- Brital Location in Lebanon
- Coordinates: 33°56′7″N 36°9′3″E﻿ / ﻿33.93528°N 36.15083°E
- Country: Lebanon
- Governorate: Baalbek-Hermel Governorate
- District: Baalbek District
- Elevation: 3,770 ft (1,150 m)
- Time zone: UTC+2 (EET)
- • Summer (DST): +3

= Brital =

Brital (بريتال) is a village located in the Baalbek District of the Baalbek-Hermel Governorate in Lebanon.
==History==
In 1838, Eli Smith noted Brital (under the name of Bereitan) as a Metawileh village in the Baalbek area.

Brital has been a well-known town for its rebellious people in the times before and after the creation of Lebanon in 1924. Due to the town's mountainous landscape, multiple revolutions against any occupation were born in Brital. The revolution against the French mandate was led by a prominent Britali and his local men (Melhem Kassem al-Masri), also Brital is the birthplace of the Amal movement and Hezbollah.

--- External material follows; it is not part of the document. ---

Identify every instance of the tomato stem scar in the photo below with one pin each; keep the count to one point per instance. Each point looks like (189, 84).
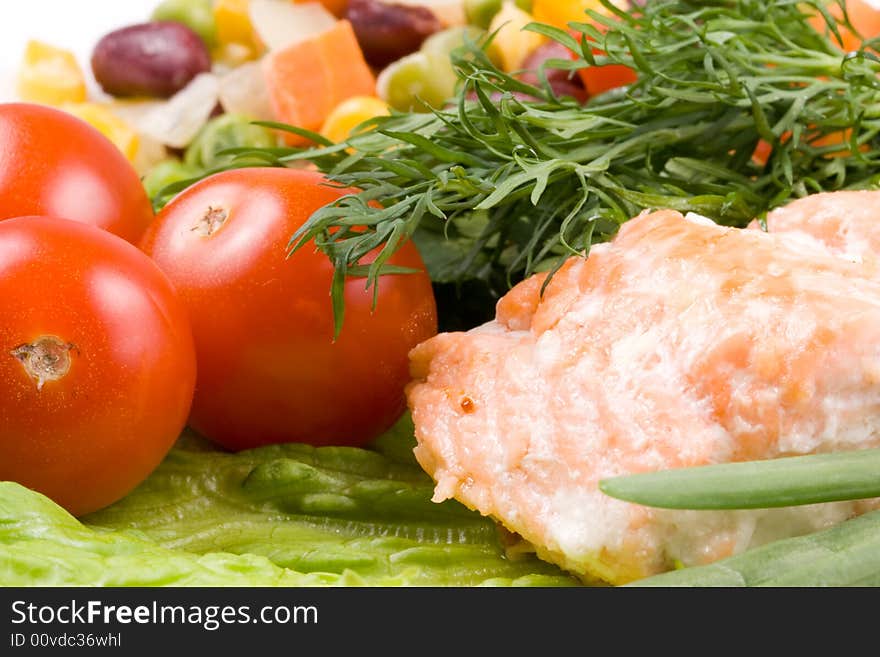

Brital is the home village of Sheikh Subhi Tufayli one of the early leaders of Hizbollah who was later expelled from the group and set up his own organisation, “the Hunger Revolution”.

Brital's municipal land boundaries span over vast areas of the Anti-Lebanon Mountains, east to Syria, south to Anjar and to Arsal in the north. Its population is made of a number of large families: Azki, Mazloum, Ismail, Saleh, Tlais, Jaafar, Masri, Affi, Ahmar, Youness and Ghadban are the main ones.

By the end of 2022, there were 4,224 Syrian refugees living in the settlement.